Initial TODO for pages epic

2024-12-22 19:08:59 +00:00 · 2023-01-07 11:37:08 -05:00 · 2023-01-07 11:37:08 -05:00 · 9bc3c5a04c
commit 9bc3c5a04c
parent 77e2b6e34e
1 changed files with 111 additions and 0 deletions
--- a/TODO-pages.md
+++ b/TODO-pages.md
@ -0,0 +1,111 @@
 # Pages
 This file contains plans and notes regarding implementing of the "pages epic." The pages epic consists of the following features:
 * Proper handling of document-level features when splitting and merging documents
 * More flexible aways of selecting pages from one or more documents
 * More flexible ways of organizing pages, such as n-up, booklet generation ("signatures", as in what `psbook` does), scaling, and more control over overlay and underlay regarding scale and position
 * Insertion of blank pages
 # To-do list
 * Go through all issues marked with the `pages` label and ensure that any ideas are represented here. Keep a list with mappings back to the issue number.
 * When ready, open a discussion ticket.
 * Flesh out an implementation plan.
 # Supporting Document-level Features
 qpdf needs full support for document-level features like article threads, outlines, etc. There is no support for some things and partial support for others. See notes below for a comprehensive list.
 Most likely, this will be done by creating DocumentHelper and ObjectHelper classes.
 It will be necessary not only to read information about these structures from a single PDF file as the existing document helpers do but also to reconstruct or update these based on modifications to the pages in a file.

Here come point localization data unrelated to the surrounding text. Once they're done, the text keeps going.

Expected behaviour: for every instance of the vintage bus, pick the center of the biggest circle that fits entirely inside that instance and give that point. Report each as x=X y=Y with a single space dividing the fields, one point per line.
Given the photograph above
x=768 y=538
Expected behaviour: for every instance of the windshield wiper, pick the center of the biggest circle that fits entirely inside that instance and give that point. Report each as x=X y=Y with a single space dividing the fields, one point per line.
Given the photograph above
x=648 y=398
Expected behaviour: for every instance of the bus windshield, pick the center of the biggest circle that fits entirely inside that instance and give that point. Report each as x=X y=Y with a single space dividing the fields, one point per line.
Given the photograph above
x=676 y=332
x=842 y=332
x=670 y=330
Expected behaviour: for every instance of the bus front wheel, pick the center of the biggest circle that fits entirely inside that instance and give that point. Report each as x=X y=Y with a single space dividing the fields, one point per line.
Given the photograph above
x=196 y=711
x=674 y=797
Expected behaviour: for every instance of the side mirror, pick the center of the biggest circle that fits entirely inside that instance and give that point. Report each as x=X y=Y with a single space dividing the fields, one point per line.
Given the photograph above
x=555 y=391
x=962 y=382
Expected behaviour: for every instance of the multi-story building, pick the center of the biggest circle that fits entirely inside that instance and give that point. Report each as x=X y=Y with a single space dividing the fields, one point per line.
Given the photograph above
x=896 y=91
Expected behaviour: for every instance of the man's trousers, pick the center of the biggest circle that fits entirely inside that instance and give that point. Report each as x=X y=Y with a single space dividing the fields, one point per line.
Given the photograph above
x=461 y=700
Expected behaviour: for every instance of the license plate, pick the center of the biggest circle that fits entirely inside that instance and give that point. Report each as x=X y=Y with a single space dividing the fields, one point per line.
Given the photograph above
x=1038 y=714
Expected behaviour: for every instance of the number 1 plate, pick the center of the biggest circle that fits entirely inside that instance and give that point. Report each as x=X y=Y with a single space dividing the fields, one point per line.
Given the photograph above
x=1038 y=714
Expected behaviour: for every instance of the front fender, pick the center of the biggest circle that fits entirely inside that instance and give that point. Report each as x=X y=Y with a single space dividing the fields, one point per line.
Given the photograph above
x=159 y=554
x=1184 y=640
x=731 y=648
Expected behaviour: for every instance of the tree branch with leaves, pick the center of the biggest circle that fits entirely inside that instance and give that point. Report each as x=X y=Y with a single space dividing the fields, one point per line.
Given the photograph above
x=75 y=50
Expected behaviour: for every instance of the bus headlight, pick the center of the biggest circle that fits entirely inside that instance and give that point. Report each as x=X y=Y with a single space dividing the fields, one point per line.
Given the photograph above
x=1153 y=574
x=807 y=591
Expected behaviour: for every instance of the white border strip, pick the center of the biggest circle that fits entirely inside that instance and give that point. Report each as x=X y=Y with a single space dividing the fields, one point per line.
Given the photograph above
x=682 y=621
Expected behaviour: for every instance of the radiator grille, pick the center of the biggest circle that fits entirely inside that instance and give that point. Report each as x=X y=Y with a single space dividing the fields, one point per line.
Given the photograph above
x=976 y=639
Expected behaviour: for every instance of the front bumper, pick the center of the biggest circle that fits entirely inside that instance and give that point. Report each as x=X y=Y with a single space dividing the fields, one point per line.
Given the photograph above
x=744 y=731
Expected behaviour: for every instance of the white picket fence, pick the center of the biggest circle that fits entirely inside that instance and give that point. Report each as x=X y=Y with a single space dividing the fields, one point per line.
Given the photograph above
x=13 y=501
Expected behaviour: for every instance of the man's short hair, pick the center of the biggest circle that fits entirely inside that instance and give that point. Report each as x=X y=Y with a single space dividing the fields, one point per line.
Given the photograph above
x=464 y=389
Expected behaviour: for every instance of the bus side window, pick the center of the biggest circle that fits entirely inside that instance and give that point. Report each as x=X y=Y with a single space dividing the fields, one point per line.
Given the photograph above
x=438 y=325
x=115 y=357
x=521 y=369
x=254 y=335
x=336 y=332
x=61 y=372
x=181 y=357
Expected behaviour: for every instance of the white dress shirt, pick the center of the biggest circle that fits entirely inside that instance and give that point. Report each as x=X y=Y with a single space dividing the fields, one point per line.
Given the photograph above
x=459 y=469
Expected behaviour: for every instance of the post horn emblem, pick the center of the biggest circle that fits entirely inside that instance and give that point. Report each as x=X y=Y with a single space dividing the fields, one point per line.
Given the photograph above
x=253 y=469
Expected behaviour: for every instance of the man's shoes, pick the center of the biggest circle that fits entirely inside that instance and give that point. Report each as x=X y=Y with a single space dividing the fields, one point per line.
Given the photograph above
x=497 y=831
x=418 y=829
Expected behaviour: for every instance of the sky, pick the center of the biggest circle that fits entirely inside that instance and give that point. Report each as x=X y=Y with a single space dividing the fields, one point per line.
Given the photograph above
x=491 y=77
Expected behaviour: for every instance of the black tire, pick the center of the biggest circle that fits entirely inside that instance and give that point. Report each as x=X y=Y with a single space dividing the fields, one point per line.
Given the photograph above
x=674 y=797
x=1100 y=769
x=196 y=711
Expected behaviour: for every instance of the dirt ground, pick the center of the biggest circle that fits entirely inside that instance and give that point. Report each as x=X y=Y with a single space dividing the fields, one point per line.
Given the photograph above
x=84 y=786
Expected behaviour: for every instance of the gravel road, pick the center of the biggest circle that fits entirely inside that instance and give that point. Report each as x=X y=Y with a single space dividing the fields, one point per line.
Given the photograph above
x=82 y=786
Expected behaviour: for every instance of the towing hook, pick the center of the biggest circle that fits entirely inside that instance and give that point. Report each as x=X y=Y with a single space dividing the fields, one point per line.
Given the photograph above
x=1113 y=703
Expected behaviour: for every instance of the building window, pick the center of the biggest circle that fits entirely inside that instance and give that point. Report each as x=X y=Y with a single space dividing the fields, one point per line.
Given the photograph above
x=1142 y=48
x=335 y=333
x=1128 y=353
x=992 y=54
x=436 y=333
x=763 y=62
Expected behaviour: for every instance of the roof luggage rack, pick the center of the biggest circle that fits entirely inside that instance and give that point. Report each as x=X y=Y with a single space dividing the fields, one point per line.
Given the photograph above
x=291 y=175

I'm not sure how to do that, but one idea would be to allow a document helper to register a callback with QPDFPageDocumentHelper that notifies it when a page is added or removed. This may be able to take other parameters such as a document helper from a foreign file.
 Since these operations can be expensive, there will need to be a way to opt in and out. The default (to be clearly documented) should be that all supported document-level constructs are preserved. That way, as new features are added, changes to the output of previous operations to include information that was previously omitted will not constitute a non-backward compatible change that requires a major version bump. This will be a default for the API when using the higher-level page assemebly API (below) as well as the CLI.
 There will also need to be some kind of support for features that are document-level and not tied to any pages, such as (sometimes) embedded files. When splitting/merging files, there needs to be a way to specify what should happen with those things. Perhaps the default here should be that these are preserved from files from which all pages are selected. For some things, like viewer preferences, it may make sense to take them from the first file.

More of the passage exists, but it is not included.